Good thoughts. I appreciate the move to "socialize" rights. But some doubts... I seems like the move has made the grounding of rights even more vague than it was before. Who has rights and what are they? How is this determined according to your definition? Another observation I have is that however you may construe it, society seems to me to be an ongoing conflict (or interaction) of individual wills. I'm skeptical of any approach that doesn't put that front and center. To me the way forward is to discuss the interface of disparate individual rights. This lacks clarity in most modern societies I'm familiar with (US, Canada, some Latin American countries). Most people are only interested in promoting the rights that directly impact them. This is also true of a lot of Christian policy making.

Ian Packer said...

Hi Rob – thanks for the comments.

What I’m attempting to do here is identify what is already going on when something is described as a ‘right’. Why is it given that definition? What does it actually mean? I don’t think particular rights themselves becomes vague in their grounding. But there is an inherent vagueness in talking abstractly.

That’s actually why it is impossible for me to answer your two questions:
“Who has rights and what are they?”
Asked abstractly, I can only say something (mostly unhelpful) like, “Most people who live in a society will have specific entitlements. And they will vary. Some might have none.”

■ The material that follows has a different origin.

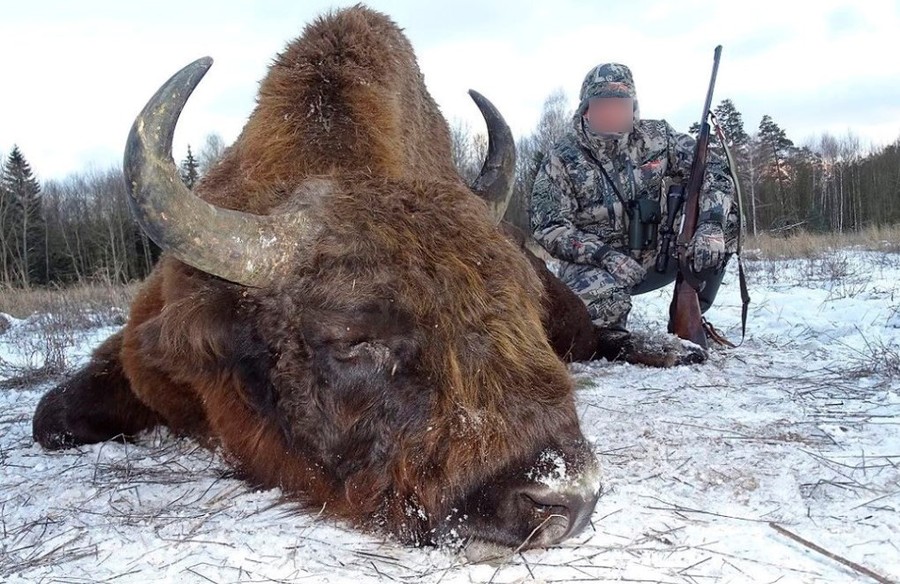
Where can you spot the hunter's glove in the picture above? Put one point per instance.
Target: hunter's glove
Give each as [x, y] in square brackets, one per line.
[707, 249]
[623, 268]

OK. That didn’t help. But, actually, I can only answer that question in a specific location, a specific society. However, I can critique any society asking what rights particular persons ought to have. What are the rights that all citizens or people within certain borders ought to have? Or even, What rights ought all societies around the world grant their members? The Universal Declaration on Human Rights is confused in its philosophical grounding but surely on target (largely) with its list of rights that are appropriate to all human beings.

What I am saying is that rights come out of deliberations on the provision of particular goods within a society. Place an ‘individual’ alone on a desert island and it’s absurd to talk about possessing rights. Rights, in fact, don’t need to be socialised: they are inherently social.

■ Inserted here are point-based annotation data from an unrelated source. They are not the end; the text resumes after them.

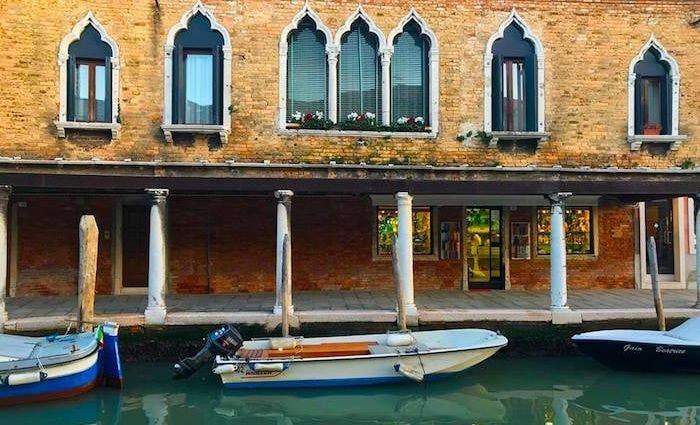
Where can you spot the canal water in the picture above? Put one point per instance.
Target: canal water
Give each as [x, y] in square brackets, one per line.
[574, 391]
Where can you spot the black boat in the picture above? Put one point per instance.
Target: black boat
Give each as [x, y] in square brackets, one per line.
[677, 350]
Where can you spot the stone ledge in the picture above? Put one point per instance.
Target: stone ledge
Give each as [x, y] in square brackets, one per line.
[673, 140]
[62, 126]
[220, 130]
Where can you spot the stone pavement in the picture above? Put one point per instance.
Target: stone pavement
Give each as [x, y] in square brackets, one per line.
[586, 299]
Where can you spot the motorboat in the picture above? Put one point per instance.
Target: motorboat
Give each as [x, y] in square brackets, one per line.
[34, 369]
[676, 350]
[342, 360]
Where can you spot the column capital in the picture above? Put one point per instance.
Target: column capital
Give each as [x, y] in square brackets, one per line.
[557, 198]
[157, 195]
[5, 192]
[403, 197]
[284, 195]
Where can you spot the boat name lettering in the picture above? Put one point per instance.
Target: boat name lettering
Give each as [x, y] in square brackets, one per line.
[630, 347]
[670, 350]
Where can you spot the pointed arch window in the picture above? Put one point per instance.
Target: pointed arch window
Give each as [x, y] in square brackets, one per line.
[360, 76]
[89, 79]
[653, 98]
[410, 76]
[197, 88]
[307, 71]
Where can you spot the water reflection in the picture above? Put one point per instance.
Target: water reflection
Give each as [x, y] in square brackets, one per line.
[571, 391]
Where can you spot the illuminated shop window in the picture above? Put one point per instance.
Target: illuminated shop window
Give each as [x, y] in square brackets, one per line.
[578, 225]
[388, 224]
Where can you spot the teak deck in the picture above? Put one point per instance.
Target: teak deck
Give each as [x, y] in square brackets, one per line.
[330, 349]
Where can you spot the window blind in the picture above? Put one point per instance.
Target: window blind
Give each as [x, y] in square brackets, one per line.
[409, 74]
[360, 72]
[307, 70]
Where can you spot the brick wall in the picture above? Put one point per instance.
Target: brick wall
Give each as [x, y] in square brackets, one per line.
[588, 48]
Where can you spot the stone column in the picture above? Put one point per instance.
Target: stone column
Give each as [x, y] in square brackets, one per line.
[5, 192]
[332, 55]
[284, 228]
[386, 88]
[557, 254]
[157, 258]
[404, 247]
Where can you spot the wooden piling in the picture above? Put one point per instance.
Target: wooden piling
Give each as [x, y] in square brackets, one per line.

With regard to society: yes, there are conflicts between individual wills but there are also shared goods which make any society possible, whether we have reflected on them or consciously assented to them or not. There are also other questions of power and of social institutions that lift this all well beyond the ‘contest of individual wills’ of liberal political philosophy.

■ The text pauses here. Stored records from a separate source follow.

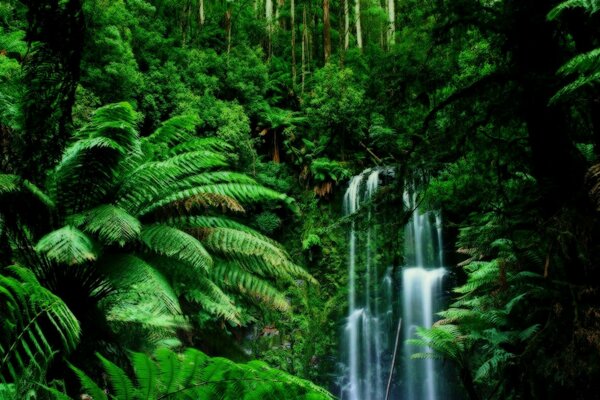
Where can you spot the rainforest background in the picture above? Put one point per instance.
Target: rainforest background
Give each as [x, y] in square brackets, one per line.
[152, 150]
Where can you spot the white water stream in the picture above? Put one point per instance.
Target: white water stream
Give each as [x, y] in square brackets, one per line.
[377, 298]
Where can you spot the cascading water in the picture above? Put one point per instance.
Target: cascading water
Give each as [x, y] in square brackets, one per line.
[375, 305]
[421, 292]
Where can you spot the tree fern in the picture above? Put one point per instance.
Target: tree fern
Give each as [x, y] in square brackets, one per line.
[112, 225]
[591, 6]
[193, 375]
[33, 321]
[67, 245]
[142, 215]
[172, 242]
[585, 66]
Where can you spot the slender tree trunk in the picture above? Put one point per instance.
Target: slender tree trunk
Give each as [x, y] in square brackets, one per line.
[326, 31]
[52, 70]
[391, 31]
[269, 19]
[346, 25]
[201, 12]
[466, 379]
[358, 26]
[228, 26]
[293, 24]
[304, 46]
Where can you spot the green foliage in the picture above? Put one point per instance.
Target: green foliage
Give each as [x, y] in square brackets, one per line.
[34, 322]
[194, 375]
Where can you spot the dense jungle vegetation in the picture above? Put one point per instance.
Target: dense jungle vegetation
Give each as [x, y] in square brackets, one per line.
[172, 173]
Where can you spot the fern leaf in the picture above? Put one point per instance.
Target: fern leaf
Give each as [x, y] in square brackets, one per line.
[256, 255]
[146, 373]
[112, 225]
[175, 130]
[9, 184]
[591, 6]
[172, 242]
[89, 385]
[67, 245]
[25, 304]
[240, 192]
[121, 383]
[207, 144]
[231, 275]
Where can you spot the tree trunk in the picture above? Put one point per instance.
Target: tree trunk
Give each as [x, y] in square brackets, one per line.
[269, 20]
[201, 13]
[52, 70]
[326, 31]
[466, 379]
[391, 31]
[304, 46]
[346, 25]
[293, 26]
[228, 26]
[358, 26]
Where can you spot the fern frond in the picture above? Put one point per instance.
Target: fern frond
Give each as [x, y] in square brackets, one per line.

While we should indeed discuss the relationship between different rights, we are hampered in that discussion in failing to recognise that ‘rights’ (which feel absolute) are rooted in particular goods – and questions of the good are more contextual, local and must be ‘graded’ in relation to each other. If we are not clear on what is behind a ‘right’, we are bound to fall back on a clashing of individual wills and the position that Alasdair MacIntyre calls ‘emotivism’.

To claim a right is to make a claim that you are entitled to something. And depending upon what that is, it could be under all circumstances or perhaps only particular circumstances. Entitlement is a social claim. Where does this entitlement arise? A prior commitment by another (whether another person, a social institution, or a person or persons in authority).